A Series of Online Literary Events with Annemarie Ní Churreáin & Charlie Gracie take place to mark the Colmcille 1500 Anniversary.
Led by Irish poet Annemarie Ní Churreáin and Scottish poet Charlie Gracie, these will include public workshops, poetry readings and podcast/webinar discussions: creating a space for poetry, reflection and the exploration of cross-cultural perspectives of Colmcille.

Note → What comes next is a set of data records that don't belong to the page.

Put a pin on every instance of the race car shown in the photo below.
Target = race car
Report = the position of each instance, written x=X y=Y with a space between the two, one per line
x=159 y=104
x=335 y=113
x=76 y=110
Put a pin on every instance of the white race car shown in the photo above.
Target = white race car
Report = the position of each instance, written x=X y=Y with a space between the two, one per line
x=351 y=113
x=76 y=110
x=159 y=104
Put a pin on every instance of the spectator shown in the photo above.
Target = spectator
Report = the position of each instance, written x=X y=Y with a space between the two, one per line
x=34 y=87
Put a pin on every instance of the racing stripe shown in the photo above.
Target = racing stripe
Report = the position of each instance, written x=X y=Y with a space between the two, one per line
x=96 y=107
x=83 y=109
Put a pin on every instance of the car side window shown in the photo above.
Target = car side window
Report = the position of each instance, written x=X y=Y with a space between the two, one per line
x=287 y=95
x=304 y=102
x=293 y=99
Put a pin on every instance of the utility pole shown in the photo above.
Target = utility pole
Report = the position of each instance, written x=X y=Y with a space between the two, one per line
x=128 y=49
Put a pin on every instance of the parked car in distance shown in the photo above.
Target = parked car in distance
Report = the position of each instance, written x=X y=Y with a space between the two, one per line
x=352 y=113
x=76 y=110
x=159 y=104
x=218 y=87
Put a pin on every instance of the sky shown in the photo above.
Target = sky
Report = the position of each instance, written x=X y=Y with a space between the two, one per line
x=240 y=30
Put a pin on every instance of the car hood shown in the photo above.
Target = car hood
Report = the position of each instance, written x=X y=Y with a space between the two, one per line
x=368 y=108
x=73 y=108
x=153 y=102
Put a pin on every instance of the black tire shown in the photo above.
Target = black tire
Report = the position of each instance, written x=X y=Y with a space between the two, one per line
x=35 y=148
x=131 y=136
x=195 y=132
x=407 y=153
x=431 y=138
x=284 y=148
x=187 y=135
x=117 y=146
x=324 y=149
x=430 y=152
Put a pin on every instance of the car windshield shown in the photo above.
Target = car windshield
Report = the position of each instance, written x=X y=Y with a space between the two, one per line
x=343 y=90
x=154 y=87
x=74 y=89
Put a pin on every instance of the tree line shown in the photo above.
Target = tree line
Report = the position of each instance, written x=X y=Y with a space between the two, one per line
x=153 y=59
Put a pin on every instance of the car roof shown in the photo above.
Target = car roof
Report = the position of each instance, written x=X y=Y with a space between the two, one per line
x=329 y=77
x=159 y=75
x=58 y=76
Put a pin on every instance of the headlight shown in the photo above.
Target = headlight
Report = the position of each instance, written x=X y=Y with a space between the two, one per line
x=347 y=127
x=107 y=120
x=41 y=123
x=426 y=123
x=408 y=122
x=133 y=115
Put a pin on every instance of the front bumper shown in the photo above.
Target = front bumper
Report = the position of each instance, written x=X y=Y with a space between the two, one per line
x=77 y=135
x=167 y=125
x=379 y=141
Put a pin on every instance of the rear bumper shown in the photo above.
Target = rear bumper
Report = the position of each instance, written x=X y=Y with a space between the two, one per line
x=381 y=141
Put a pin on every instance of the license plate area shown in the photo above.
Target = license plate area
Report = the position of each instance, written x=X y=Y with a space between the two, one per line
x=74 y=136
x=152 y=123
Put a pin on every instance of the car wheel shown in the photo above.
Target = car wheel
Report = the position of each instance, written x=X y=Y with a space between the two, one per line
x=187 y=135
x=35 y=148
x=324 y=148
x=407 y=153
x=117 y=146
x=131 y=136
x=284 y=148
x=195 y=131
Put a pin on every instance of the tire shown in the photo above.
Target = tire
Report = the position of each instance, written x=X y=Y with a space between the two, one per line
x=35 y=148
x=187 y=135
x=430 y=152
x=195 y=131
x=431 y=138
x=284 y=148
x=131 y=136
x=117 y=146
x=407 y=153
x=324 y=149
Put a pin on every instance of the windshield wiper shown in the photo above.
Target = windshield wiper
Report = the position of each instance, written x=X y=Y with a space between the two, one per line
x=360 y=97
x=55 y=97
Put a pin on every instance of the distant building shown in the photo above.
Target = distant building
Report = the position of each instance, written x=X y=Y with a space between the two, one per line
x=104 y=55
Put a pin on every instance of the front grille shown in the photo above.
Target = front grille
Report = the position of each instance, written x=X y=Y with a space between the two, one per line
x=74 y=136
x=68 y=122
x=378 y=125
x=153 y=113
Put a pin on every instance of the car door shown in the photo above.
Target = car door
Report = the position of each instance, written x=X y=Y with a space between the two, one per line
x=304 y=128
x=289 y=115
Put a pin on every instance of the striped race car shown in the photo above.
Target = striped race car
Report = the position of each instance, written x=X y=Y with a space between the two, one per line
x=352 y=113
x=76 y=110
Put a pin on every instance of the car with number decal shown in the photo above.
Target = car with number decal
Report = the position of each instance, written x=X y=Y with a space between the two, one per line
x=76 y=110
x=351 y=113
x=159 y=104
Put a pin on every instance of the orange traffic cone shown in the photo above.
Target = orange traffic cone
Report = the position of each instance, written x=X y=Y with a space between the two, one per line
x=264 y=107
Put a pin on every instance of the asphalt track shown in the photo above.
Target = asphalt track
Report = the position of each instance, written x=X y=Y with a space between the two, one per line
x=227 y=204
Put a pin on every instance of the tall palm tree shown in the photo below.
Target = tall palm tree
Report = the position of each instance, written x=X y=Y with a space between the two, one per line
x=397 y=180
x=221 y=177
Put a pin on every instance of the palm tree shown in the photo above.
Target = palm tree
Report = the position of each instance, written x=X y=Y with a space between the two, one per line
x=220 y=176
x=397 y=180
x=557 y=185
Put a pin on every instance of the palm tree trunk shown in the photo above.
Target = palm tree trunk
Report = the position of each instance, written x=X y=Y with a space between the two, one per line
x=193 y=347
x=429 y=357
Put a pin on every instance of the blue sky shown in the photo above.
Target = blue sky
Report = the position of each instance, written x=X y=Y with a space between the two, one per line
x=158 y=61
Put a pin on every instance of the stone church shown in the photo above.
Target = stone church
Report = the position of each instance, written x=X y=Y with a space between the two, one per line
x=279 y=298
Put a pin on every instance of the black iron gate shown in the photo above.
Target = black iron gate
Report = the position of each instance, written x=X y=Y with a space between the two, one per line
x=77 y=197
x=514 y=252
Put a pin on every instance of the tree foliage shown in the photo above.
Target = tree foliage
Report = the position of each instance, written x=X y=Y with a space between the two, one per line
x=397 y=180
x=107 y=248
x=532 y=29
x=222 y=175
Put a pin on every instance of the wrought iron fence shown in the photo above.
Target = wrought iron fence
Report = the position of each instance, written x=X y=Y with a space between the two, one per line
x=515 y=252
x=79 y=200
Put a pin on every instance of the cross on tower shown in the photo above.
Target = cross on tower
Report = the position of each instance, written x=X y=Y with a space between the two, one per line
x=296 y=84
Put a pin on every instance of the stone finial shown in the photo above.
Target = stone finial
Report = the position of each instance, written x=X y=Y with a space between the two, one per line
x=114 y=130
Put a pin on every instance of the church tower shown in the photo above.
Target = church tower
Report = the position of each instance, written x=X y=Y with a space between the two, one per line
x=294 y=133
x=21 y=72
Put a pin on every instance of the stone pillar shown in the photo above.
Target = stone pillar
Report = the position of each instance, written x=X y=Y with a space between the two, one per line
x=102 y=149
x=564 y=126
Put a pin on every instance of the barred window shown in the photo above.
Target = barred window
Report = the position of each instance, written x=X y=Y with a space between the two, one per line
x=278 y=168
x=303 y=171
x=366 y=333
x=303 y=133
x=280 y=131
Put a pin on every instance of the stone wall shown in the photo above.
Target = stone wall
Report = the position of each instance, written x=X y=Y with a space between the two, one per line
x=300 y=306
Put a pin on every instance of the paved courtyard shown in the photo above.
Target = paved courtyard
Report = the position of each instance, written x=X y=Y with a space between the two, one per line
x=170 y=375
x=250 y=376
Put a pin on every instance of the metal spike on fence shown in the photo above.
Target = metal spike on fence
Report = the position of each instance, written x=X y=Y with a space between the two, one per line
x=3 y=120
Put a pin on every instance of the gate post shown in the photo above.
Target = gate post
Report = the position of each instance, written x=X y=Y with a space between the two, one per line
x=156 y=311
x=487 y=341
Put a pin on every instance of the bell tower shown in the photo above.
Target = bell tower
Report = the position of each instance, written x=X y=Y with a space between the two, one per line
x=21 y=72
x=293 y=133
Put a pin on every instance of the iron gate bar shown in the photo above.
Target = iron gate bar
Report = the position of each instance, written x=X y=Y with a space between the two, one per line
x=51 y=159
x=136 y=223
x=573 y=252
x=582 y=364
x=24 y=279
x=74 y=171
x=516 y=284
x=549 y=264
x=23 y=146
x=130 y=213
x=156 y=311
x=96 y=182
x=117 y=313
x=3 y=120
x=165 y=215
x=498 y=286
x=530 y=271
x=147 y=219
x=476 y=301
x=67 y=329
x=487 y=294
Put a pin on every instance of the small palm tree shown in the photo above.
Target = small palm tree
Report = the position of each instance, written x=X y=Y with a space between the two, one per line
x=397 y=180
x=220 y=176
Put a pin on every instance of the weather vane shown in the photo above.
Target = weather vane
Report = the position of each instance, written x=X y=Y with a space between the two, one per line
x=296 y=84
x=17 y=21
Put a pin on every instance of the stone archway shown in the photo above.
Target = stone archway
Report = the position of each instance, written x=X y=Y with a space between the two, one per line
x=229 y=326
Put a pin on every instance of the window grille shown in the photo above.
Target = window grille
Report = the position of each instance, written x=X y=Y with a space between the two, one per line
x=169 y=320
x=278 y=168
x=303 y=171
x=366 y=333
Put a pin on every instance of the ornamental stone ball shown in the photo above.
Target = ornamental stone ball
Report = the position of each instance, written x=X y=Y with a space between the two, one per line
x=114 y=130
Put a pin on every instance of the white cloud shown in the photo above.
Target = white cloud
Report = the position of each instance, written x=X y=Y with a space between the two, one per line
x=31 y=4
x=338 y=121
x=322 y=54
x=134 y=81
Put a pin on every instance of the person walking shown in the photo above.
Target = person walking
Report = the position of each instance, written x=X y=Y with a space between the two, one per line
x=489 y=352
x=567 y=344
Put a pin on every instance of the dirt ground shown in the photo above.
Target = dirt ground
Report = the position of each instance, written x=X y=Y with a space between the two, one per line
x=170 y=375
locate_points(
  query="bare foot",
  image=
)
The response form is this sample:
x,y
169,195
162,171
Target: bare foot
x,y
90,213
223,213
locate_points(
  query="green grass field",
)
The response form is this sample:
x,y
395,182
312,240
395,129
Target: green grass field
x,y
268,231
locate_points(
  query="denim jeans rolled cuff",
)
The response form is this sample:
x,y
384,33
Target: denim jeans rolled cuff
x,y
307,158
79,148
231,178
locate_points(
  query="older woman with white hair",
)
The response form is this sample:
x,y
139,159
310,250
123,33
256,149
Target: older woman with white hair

“Of noble birth, Colmcille was regarded as a person of authority who could adjudicate in the political disputes between Ireland and the growing kingdom of Dalriada. As a poet, he is a representative of a society which took the role of the poet seriously. Of the stories which are told about him, two of the most famous concern literary disputes. His exile from Ireland, it is claimed, was a result of his defeat in the dispute about the copying of a manuscript. Later, at the legendary convention of Druim Ceat in 575 AD, he ensured the privileged position of the bardic order in Gaelic society, an order which was to retain its power and influence for a thousand years. As a missionary, he founded Iona which was to become a great monastic settlement, the centre of the Celtic church in these islands and a beacon of learning in Europe — President Mary Robinson”.
Annemarie Ní Churreáin is a poet from the Donegal Gaeltacht. Her publications include Bloodroot (Doire Press, 2017) and Town (The Salvage Press, 2018). She is a recipient from the Irish Arts Council of The Next Generation Award and a co-recipient of The Markievicz Award. Her new collection The Poison Glen is due for publication with The Gallery Press later this year.
Charlie Gracie grew up in Baillieston, Glasgow. His poetry collections, Good Morning, (2010) and Tales from the Dartry Mountains (2020), were published by Diehard Press. His first novel, To Live With What You Are (2019) was published by Postbox Press. He has strong links to Donegal, Leitrim and Belfast. His new poetry pamphlet, Belfast to Baillieston, will be published in 2021.